Minnesota Republican lawmakers on Thursday stopped two DFL gun bills — one to expand background checks to private gun sales and transfers and another that would have let family members temporarily restrict a loved one’s access to firearms.
A majority of Republicans in the House’s public safety committee voted to indefinitely set aside the background checks expansion. The final vote was 9-7, with one Republican, Rep. Keith Franke of St. Paul Park, voting with Democrats to keep the measure alive.
Republicans stopped the second bill shortly after that in a 10-6 vote.
The legislative drama Thursday came after scores of gun control supporters and gun owners rushed to the Capitol after Rep. Dave Pinto, DFL-St. Paul, used an obscure parliamentary rule to force the vote on the expanded background checks bill and the temporary restriction bill.
Expanding background checks to private sales and transfers could be done without impinging on the rights of hunters, Pinto argued.

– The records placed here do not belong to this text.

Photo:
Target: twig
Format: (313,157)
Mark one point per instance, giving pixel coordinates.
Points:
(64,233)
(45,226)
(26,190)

“We can keep more guns out of the hands of dangerous people and also uphold the rights of those Minnesotans. We can do both,” he told fellow House members. “We must do both.”
But Joe Olson, a Mitchell Hamline University law professor who has been active in Minnesota gun debates for three decades, said it wouldn’t do what supporters hope. “No background check can stop an evil mind or reveal undiagnosed insanity.”
The debate brought a swarm of orange-shirted gun control supporters to the Capitol — their shirts reading “Minnesotan Against Getting Shot” — as well as gun owners wearing Second Amendment buttons.
Hours before the committee gaveled in, crowds grew outside the hearing room. Some people on opposing sides were having civil debates as they waited. But mostly, they kept to their own.
Jeff Gigler, who sold the orange gun control shirts, said the use of hunters’ color was intentional. “It really bothers the opposition,” he said.
Gun rights supporters were decked out in their own maroon shirts proclaiming them to be gun owners and buttons saying the Second Amendment needs protecting. Some of them, though, couldn’t resist buying the blaze orange “Minnesotan Against Getting Shot” shirts.
Gun restriction measures have not fared well in recent years at the GOP-controlled Legislature. Gun-rights supporter Tim Grant of Edina said he and others are intent on keeping it that way.
“It’s always important to kill these things at the earliest possible stage. And that’s this. That’s today,” he said prior to the committee hearing.
Gun control supporters had hoped the national debate after last month’s school shooting in Florida would shift views at the Legislature.
“Since the mass shooting in Florida, seeing our youth stand up and basically saying to the adults, ‘You’re not adulting on this. You’re not keeping us safe,’ I think has really helped people who have might have been hesitant on this issue step up and start leading,” Nancy Nord Bence of the gun control group Protect Minnesota said before the hearing began.
Bence said she expected the gun issue to play a big role in the upcoming elections regardless of whether new laws pass first.